Our empirical findings are drawn from the Failure-First corpus (187 models, 131,887 results; CANONICAL_METRICS.md, 18 March 2026). VLA-specific findings are based on smaller samples (n=58 valid FLIP-graded traces across 25 families). Confidence intervals are wide for per-family ASR estimates.
This analysis does not address NIST SP 800-series publications on cybersecurity, which may contain relevant adversarial testing guidance that could be cross-referenced with the AI RMF. NIST AI 100-2e2023 (Adversarial Machine Learning) is a relevant companion document that addresses some but not all of the gaps identified here.

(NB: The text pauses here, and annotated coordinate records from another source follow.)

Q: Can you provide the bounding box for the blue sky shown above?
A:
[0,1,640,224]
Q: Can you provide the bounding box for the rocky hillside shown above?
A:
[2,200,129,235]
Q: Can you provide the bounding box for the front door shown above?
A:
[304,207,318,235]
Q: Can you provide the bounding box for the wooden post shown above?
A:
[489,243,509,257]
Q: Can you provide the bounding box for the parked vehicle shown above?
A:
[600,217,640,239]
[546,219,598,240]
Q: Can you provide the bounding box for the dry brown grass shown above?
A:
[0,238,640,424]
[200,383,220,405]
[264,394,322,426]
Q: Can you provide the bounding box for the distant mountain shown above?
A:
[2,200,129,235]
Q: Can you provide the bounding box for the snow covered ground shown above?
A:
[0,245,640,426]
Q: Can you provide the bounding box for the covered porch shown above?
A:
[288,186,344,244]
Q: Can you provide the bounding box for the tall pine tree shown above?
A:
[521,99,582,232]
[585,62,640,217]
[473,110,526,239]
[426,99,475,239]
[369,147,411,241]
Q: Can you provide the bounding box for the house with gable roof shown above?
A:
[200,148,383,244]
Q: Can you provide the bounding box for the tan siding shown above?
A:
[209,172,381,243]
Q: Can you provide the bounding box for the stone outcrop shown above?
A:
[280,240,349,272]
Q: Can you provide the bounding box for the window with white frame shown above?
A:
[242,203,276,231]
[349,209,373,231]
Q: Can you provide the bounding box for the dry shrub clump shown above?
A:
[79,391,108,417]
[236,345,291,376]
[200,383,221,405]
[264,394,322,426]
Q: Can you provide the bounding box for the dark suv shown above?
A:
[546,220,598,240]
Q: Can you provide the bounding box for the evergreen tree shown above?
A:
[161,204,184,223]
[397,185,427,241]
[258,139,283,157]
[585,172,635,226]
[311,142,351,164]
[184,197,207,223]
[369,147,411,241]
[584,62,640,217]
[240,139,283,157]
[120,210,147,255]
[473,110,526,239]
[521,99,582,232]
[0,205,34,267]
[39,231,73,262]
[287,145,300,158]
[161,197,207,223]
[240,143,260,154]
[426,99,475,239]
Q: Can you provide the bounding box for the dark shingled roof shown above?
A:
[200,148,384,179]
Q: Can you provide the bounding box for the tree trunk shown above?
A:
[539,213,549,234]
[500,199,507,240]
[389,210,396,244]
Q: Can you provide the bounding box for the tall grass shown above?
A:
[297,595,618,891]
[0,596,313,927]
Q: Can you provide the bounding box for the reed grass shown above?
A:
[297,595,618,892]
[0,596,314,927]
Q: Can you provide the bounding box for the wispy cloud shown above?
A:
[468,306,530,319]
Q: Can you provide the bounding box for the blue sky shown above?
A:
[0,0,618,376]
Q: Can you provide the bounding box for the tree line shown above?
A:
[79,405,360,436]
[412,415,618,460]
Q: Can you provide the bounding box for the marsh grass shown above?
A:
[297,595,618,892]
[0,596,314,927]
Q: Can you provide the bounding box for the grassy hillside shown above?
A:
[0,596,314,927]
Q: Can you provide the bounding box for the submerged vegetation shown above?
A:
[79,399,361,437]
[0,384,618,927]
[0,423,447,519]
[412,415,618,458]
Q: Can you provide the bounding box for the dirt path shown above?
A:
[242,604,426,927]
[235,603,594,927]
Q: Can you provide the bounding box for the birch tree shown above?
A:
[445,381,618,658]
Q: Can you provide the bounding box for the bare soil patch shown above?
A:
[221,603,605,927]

The AI RMF is a voluntary framework. Identifying gaps does not imply non-compliance with any legal requirement. The legal significance of RMF adoption or non-adoption is analysed separately in LR-13.

This document is research analysis, not legal opinion. All claims are grounded in empirical data with sample sizes and methodology specified. Prepared for submission to NIST AISIC and for internal use in standards engagement activities.